If you want to use Oracle Big Data Cloud and Python using the built-in Zeppelin notebooks, follow these instructions. This is based on a single node instance.
Versions:
Anaconda 3.6 : 3.6.3
Oracle BDC: 17.3.3-20
Steps I took.
- Get Anaconda
- login to BDC using ssh
- mkdir anaconda
- cd anaconda
- wget https://repo.continuum.io/archive/Anaconda3-5.0.1-Linux-x86_64.sh
- Or latest version
- Install Anaconda (I installed 3.6, 2.7 also works)
- sudo bash Anaconda3-5.0.1-Linux-x86_64.sh
- Accept Licence
- install to /opt/anaconda
- Check if everything is OK
- logout of ssh
- connect to ssh again
- /opt/anaconda/bin/conda list
- If you get a list of packages, you are good to go.

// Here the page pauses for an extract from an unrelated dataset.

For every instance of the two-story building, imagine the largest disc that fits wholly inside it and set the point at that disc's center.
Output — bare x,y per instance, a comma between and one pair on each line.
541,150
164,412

- Modify Zeppelin interpreter in Oracle BDC to use Anaconda
- Login to BDC console
- Click on Settings tab.
- Change/add the following properties
- Change zeppelin.pyspark.python – Set to /opt/anaconda/bin/python
- Add PYSPARK_DRIVER_PYTHON – Set to /opt/anaconda/bin/python
- Add PYSPARK_PYTHON – Set to /opt/anaconda/bin/python
- Click SAVE button
- Test the zeppelin interpreter
- Go to the Notebook tab
- Create a New Note
- In first note type
- %pyspark
import sys
print(sys.version)
- %pyspark
- If you see your version, you are all set.